Hay dudas de que en ese momento pueda haber habido en todo Canadá o Estados Unidos un par de muchachas más excitadas y felices. Cada tijeretazo que cortaba una rosa o una campanilla parecía cantar: «Hoy viene la señora Morgan». Ana se preguntaba cómo el señor Harrison podía continuar segando heno plácidamente en el campo detrás del sendero, como si no fuera a pasar nada.
La sala de «Tejas Verdes» era un aposento algo sombrío y sereno, con rígidos muebles, almidonadas cortinas de encaje y blancos tapetes siempre colocados en perfecto ángulo, excepto en las ocasiones en que quedaban colgando de los botones de algún desafortunado. Ni siquiera Ana había obtenido nunca permiso para infundirle algo de gracia, pues Manila no permitía alteraciones. Pero es maravilloso lo que pueden conseguir las flores si se les da oportunidad. Cuando Ana y Diana terminaron con la habitación, ésta quedó irreconocible. Un gran jarrón azul lleno de margaritas florecía sobre la pulida mesa. El brillante manto negro de la chimenea francesa estaba adornado con rosas y heléchos. En cada estante de la rinconera había un manojo de campanillas; los oscuros rincones de cada lado de la reja del hogar estaban iluminados por jarras llenas de brillantes peonías carmesí, y el hogar mismo, estaba encendido por amapolas. Todo este esplendor y colorido mezclado con los rayos del sol que caían a través de las madreselvas por las ventanas en una tempestuosa confusión de danzarinas sombras sobre el piso y las paredes, convertían al comúnmente fúnebre salón en la verdadera «glorieta» de la imaginación de Ana, y hasta provocó la admiración de Marilla, quien fue a criticar y se quedó alabando la obra de las jovencitas.
—Ahora debemos poner la mesa —dijo Ana con el tono de una sacerdotisa a punto de realizar un sacro rito en honor de alguna divinidad.
—Pondremos un gran jarrón con rosas silvestres en el medio, y una rosa frente a cada uno de los platos, y un ramo de capullos de rosa especialmente para la señora Morgan, una alusión a El jardín de los pimpollos.
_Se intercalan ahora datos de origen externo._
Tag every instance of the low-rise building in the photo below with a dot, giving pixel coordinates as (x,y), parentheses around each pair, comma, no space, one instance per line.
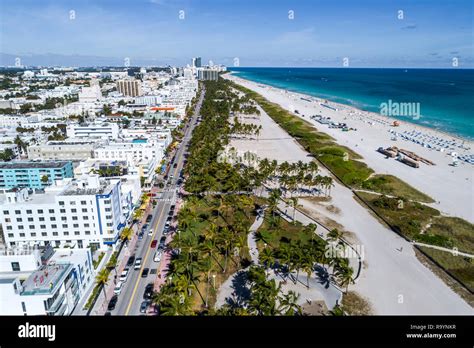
(76,213)
(30,174)
(43,281)
(103,130)
(72,150)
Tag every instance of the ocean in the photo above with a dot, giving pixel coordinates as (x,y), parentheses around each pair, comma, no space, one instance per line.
(444,97)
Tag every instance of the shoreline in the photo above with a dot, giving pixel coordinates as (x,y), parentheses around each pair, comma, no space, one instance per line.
(451,187)
(342,106)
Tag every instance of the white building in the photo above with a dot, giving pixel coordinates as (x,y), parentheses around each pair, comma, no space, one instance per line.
(90,94)
(43,282)
(78,213)
(73,150)
(103,130)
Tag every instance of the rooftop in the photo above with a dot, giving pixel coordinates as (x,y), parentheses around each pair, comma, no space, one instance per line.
(46,279)
(32,164)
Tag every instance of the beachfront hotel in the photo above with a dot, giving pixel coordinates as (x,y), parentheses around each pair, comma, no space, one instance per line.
(80,213)
(43,281)
(30,173)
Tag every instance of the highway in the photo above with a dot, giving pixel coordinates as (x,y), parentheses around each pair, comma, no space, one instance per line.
(131,296)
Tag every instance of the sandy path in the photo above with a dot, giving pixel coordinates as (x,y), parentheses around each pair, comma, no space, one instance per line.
(451,187)
(395,282)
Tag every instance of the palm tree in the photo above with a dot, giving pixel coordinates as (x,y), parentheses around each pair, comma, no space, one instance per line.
(334,235)
(126,234)
(288,303)
(344,275)
(294,204)
(102,279)
(266,258)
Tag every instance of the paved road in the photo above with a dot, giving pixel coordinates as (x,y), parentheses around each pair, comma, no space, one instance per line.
(131,296)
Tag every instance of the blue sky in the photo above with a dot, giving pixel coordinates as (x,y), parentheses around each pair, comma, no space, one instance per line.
(258,32)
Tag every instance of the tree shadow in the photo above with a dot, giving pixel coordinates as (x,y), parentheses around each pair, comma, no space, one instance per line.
(241,294)
(322,276)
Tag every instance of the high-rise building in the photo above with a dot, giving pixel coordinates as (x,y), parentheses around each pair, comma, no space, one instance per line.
(129,88)
(197,62)
(208,74)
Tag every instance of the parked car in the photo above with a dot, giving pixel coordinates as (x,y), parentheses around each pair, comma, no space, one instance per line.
(118,288)
(144,306)
(148,291)
(162,242)
(130,261)
(112,303)
(138,263)
(124,275)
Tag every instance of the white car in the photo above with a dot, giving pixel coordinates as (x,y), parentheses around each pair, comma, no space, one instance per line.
(138,263)
(157,257)
(118,288)
(124,275)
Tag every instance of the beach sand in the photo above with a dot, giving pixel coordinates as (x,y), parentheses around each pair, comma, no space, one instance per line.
(394,281)
(451,187)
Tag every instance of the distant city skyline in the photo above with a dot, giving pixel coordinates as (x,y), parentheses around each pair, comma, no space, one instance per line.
(368,33)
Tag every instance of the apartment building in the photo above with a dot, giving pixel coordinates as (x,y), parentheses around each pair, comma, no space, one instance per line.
(62,150)
(30,173)
(75,213)
(104,130)
(43,281)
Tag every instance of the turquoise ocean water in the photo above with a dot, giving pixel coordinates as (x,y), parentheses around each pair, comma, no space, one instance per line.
(445,96)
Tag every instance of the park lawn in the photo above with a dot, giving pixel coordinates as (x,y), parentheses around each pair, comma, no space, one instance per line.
(286,231)
(204,209)
(408,220)
(460,267)
(393,186)
(460,232)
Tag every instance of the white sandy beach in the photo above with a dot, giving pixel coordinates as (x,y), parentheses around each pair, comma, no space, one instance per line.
(451,187)
(394,281)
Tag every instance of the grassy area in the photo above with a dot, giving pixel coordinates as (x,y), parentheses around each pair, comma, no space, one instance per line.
(284,232)
(393,186)
(342,161)
(203,212)
(354,304)
(407,217)
(459,232)
(460,267)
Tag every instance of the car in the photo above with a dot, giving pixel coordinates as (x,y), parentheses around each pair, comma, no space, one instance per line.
(112,303)
(124,275)
(118,288)
(144,306)
(148,291)
(138,263)
(131,260)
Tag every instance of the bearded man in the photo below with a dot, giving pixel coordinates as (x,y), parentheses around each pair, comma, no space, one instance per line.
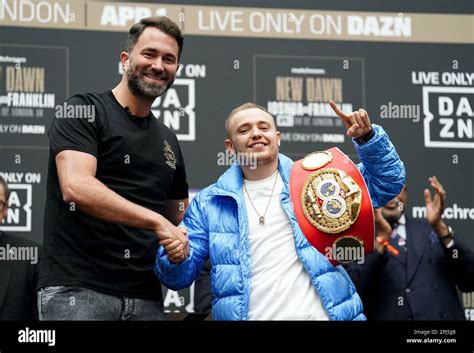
(116,183)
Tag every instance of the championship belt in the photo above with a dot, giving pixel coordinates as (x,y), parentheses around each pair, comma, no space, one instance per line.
(332,205)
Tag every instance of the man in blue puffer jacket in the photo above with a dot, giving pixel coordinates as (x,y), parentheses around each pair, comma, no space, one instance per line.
(263,268)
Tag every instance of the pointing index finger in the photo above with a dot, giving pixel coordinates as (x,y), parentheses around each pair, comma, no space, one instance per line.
(339,112)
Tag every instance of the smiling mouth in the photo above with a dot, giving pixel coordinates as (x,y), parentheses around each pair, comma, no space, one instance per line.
(155,78)
(257,145)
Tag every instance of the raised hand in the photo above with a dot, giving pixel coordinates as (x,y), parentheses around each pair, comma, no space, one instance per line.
(435,205)
(357,123)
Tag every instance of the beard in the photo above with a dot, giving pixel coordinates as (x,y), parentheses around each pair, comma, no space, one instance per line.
(139,87)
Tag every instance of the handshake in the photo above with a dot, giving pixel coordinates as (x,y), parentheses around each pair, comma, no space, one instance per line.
(174,240)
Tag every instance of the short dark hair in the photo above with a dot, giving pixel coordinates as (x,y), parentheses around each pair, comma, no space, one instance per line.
(5,188)
(162,23)
(244,106)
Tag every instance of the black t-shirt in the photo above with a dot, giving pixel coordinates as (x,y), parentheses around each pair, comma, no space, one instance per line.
(139,159)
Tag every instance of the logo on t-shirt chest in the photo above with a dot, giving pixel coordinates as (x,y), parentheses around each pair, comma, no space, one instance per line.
(170,158)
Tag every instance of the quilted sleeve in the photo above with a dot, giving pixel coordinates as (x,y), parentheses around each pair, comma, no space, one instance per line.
(381,167)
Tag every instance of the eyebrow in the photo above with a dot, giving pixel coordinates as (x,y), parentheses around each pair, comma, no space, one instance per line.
(260,122)
(154,50)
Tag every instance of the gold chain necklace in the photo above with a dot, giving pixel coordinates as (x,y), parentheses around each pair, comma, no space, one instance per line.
(261,219)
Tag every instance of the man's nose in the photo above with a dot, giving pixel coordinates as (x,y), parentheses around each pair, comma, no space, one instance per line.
(256,133)
(157,64)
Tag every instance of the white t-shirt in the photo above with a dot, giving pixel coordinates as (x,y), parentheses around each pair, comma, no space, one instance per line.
(280,288)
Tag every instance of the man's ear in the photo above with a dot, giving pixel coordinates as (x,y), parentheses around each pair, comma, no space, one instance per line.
(229,146)
(125,60)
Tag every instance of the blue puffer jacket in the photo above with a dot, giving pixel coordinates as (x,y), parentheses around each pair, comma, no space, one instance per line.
(217,225)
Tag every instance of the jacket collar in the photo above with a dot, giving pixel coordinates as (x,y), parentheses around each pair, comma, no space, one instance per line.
(232,180)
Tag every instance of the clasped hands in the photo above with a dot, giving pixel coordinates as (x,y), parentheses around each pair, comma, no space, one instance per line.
(175,242)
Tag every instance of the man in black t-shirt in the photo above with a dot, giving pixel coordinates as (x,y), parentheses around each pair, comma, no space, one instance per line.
(116,185)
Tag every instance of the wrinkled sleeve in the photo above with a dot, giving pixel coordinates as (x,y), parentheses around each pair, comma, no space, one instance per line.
(381,167)
(181,276)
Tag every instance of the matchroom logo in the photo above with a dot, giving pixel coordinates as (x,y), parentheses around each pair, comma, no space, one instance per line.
(449,117)
(19,209)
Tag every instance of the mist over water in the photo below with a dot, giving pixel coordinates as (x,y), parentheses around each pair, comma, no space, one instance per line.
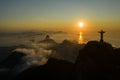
(19,39)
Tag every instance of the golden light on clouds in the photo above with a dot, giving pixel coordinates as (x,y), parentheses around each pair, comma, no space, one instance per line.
(81,24)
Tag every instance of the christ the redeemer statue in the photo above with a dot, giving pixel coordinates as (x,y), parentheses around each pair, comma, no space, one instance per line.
(101,35)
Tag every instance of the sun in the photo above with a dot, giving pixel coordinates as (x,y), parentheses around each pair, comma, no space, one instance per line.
(81,24)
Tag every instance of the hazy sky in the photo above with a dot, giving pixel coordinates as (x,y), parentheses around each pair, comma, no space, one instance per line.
(59,14)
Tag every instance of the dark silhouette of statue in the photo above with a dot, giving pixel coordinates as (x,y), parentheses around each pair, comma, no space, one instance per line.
(101,35)
(47,37)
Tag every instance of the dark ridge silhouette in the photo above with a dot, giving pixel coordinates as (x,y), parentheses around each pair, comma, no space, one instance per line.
(97,61)
(54,70)
(67,50)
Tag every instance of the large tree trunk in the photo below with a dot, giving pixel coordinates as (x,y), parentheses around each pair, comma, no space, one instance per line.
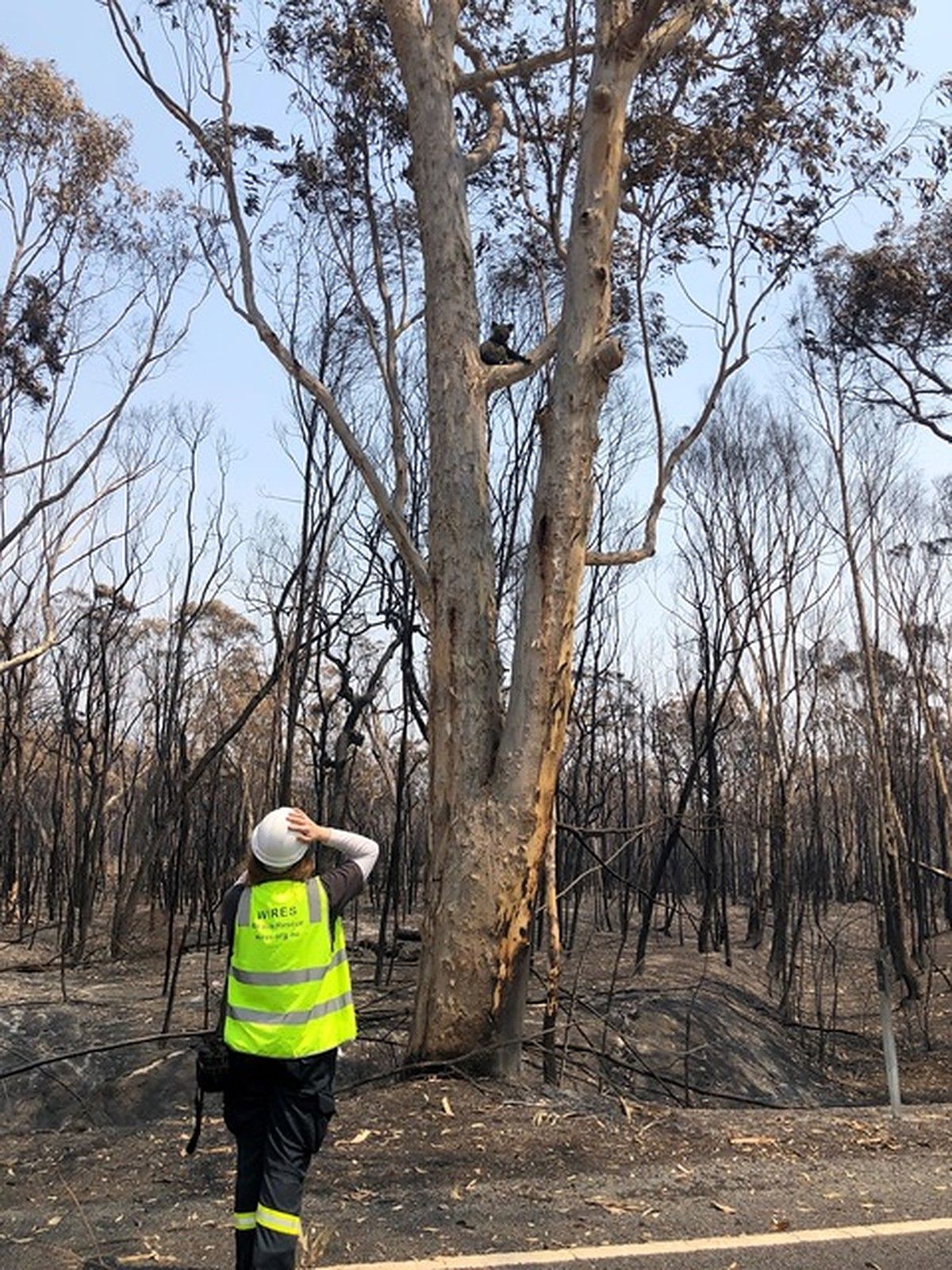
(493,772)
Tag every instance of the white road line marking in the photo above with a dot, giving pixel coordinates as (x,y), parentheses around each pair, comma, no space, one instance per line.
(606,1251)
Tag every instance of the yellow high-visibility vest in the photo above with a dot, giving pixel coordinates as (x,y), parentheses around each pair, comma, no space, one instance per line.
(289,990)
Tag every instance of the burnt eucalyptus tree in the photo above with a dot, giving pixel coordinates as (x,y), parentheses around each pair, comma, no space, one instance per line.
(584,149)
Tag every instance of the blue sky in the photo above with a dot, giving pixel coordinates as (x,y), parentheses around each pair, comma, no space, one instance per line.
(224,365)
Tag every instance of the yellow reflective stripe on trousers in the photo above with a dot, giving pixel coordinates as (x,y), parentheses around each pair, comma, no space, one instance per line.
(286,1223)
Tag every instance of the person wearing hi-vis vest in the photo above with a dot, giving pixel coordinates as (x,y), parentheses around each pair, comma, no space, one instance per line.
(287,1010)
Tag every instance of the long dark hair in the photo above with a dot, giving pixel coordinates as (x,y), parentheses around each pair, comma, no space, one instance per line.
(298,872)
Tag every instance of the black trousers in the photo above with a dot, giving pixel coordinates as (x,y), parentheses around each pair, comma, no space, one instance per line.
(278,1111)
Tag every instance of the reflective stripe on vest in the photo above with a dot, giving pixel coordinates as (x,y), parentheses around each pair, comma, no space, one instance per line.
(289,979)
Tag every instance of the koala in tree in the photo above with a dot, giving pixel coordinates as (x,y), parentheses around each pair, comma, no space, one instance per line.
(495,351)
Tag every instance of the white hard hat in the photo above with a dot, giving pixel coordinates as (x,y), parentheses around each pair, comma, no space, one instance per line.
(273,842)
La mesa fue puesta en la estancia, con el más fino mantel de linón de Marilla, su mejor porcelana, cristalería y plata. Se puede tener la seguridad de que cada artículo fue limpiado escrupulosamente hasta obtener el máximo de brillo y esplendor.
Luego las jóvenes fueron a la cocina, impregnada de apetitosas fragancias que emanaban del horno, donde ya estaban cocinándose admirablemente los pollos. Ana preparó las patatas y Diana los guisantes y las habas. Después, mientras Diana se metía en la despensa a condimentar la ensalada de lechuga, Ana, cuyas mejillas habían comenzado ya a ponerse carmesí tanto por la excitación como por el calor del fuego, preparó la salsa para los pollos, picó las cebollas para la sopa y finalmente batió la crema para sus tartas de limón.
¿Y qué era de Davy todo ese tiempo? ¿Cumplía la promesa de ser bueno? Por supuesto que sí.
Seguramente habría insistido en quedarse en la cocina, porque tenía curiosidad de verlo todo. Pero como se quedaba quieto sentado en un rincón, entretenido en deshacer los nudos de un pedazo de red para pescar arenques que se trajera de su última correría por la playa, nadie se opuso.
A las once y media, la ensalada de lechuga estaba hecha, los dorados círculos de las tartas adornados con la crema batida y todo a punto.
—Ahora será mejor que nos vayamos a vestir —dijo Ana— porque deben llegar alrededor de las doce. Comeremos a la una en punto, pues la sopa debe ser servida en cuanto esté hecha.
Ciertamente serios fueron los ritos relativos al atavío que se cumplieron en la buhardilla. Ana observó ansiosamente su nariz y se regocijó al comprobar que las pecas no se notaban en absoluto, gracias al jugo de limón, o quizá al rojo poco común de sus mejillas. Cuando estuvieron listas, parecían tan dulces, compuestas y juveniles como cualquiera de las «heroínas de la señora Morgan».
—Espero que seré capaz de decir algo de cuando en cuando, y que no me quedaré como muda — dijo Diana ansiosamente—. Todas las heroínas de la señora Morgan conversan tan maravillosamente. Pero mucho me temo que pareceré sin lengua y estúpida y estoy segura de decir «Ya sé». No lo he dicho a menudo desde que tuvimos a la señorita Stacy de maestra, pero en mo mentos de excitación siempre se me escapa. Ana, si dijera «Ya sé» delante de la señora Morgan me moriría de vergüenza. Y será casi tan malo como no tener nada que decir.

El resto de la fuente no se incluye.